Fast Start conversation: We can not all be right. If someone is right, that implies someone is wrong. How does someone take, or admit, to being wrong, if they ever acknowledge or admit being wrong in the first place?
What do we go through when we are faced with being wrong? When someone presents their clear-headed alternative to your conviction, being wrong is a sign of being a failure. However, if we better embrace being wrong we better embrace how we learn, change, and develop.
Feeling right should not be the drive when you want to avoid feeling wrong.
The way to succeed in life, is not, in fact, to never make a mistake, but to actually realize getting something wrong provides an opportunity to get your assumptions right. This thinking was more clearly inspired by a Kathryn Schultz presentation at TED* on the value of being wrong.

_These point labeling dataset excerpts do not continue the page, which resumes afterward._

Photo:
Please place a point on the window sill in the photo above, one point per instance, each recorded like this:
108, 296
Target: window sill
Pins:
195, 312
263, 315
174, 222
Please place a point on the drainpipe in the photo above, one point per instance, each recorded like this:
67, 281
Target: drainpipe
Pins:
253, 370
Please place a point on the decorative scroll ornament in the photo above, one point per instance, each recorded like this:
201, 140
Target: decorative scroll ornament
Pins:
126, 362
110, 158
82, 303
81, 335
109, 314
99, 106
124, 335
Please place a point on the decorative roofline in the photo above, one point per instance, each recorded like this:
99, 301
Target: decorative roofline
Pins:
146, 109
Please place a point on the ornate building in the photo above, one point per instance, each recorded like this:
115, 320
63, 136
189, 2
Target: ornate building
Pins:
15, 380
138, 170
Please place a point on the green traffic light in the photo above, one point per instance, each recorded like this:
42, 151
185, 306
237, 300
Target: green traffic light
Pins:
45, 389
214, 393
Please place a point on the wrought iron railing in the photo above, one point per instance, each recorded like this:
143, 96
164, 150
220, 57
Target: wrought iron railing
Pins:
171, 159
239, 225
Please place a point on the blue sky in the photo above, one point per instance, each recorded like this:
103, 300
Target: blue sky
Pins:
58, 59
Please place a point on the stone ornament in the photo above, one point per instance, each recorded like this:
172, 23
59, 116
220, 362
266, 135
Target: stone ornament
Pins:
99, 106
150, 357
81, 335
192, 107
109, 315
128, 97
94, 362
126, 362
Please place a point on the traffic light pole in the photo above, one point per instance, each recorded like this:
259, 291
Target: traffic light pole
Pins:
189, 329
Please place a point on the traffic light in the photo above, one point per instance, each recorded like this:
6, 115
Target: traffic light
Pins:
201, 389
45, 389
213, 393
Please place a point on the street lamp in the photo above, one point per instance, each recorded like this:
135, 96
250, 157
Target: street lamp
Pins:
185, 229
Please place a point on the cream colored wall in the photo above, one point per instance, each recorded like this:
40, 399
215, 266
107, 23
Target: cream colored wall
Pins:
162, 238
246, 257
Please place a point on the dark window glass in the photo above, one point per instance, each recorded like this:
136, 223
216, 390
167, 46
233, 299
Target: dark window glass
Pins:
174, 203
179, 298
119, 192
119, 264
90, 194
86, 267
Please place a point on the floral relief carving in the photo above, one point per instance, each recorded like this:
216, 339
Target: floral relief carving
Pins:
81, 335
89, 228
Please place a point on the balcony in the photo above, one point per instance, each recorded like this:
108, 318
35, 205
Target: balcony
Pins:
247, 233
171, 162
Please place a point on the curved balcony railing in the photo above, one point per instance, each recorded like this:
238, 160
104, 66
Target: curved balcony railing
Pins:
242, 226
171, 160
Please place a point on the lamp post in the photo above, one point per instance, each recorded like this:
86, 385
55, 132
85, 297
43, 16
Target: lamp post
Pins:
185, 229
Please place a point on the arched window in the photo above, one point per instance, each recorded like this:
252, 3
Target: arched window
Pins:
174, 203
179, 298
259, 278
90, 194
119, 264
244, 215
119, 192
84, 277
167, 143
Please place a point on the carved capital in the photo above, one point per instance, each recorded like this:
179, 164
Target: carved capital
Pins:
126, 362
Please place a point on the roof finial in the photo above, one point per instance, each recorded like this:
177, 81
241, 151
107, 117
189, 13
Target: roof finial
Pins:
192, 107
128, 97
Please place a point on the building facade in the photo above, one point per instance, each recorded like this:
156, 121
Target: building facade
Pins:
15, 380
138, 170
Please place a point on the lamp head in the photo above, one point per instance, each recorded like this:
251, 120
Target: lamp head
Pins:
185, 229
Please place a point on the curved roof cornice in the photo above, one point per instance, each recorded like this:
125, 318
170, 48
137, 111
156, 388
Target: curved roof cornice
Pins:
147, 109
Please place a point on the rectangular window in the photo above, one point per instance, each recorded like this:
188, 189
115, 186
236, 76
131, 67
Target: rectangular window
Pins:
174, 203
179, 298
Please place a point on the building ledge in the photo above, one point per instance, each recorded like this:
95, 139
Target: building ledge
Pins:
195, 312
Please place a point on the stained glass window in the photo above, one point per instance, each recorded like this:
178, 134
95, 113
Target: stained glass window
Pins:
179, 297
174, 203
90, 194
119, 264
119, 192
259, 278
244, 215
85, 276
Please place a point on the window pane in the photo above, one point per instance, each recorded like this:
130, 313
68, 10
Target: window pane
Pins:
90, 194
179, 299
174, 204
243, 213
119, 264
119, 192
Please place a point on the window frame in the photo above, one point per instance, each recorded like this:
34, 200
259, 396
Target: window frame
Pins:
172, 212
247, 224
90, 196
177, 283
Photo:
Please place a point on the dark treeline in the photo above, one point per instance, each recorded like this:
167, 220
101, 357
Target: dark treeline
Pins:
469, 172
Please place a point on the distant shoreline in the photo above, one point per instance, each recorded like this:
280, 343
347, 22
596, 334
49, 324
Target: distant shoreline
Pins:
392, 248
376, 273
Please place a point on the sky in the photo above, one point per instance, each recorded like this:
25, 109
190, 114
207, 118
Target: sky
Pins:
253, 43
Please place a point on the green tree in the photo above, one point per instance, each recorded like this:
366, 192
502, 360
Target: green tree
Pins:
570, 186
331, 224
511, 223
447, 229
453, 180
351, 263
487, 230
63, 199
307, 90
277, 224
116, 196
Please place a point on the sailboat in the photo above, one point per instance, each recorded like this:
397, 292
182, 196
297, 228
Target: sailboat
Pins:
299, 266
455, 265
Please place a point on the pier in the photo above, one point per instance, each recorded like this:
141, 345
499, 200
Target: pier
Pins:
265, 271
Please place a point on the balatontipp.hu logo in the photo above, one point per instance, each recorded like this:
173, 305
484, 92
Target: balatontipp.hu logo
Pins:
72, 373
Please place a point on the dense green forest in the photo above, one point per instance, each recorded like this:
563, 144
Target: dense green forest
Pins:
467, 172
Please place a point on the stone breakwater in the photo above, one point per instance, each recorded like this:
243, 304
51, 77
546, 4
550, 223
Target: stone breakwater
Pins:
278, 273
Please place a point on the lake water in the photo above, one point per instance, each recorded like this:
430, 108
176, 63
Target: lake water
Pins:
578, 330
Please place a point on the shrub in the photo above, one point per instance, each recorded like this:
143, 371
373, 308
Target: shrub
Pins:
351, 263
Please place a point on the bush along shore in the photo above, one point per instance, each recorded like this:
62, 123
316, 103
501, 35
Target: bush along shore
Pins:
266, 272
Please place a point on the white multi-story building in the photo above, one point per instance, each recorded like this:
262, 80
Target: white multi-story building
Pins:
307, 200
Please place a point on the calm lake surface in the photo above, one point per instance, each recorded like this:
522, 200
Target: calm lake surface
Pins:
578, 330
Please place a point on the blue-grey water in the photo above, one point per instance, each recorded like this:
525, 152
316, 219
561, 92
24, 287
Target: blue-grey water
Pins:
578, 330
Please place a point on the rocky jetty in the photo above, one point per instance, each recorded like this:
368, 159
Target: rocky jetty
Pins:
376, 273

How does it feel to realize you are wrong?
Why do we get stuck in the feeling of being right, to avoid being wrong?
Prepare to be pleasantly surprise. Is it not an admirable trait to continually develop?
“Fallow ergo sum” [I err, therefore I am] — St. Augustine
Kathryn Schulz Twitter account
Kathryn Schulz for Slate magazine
*TED stands for Technology, Entertainment, Design and is a nonprofit devoted to Ideas Worth Spreading. It started out (in 1984) as a conference bringing together people from three worlds: Technology, Entertainment, Design. Since then its scope has become ever broader.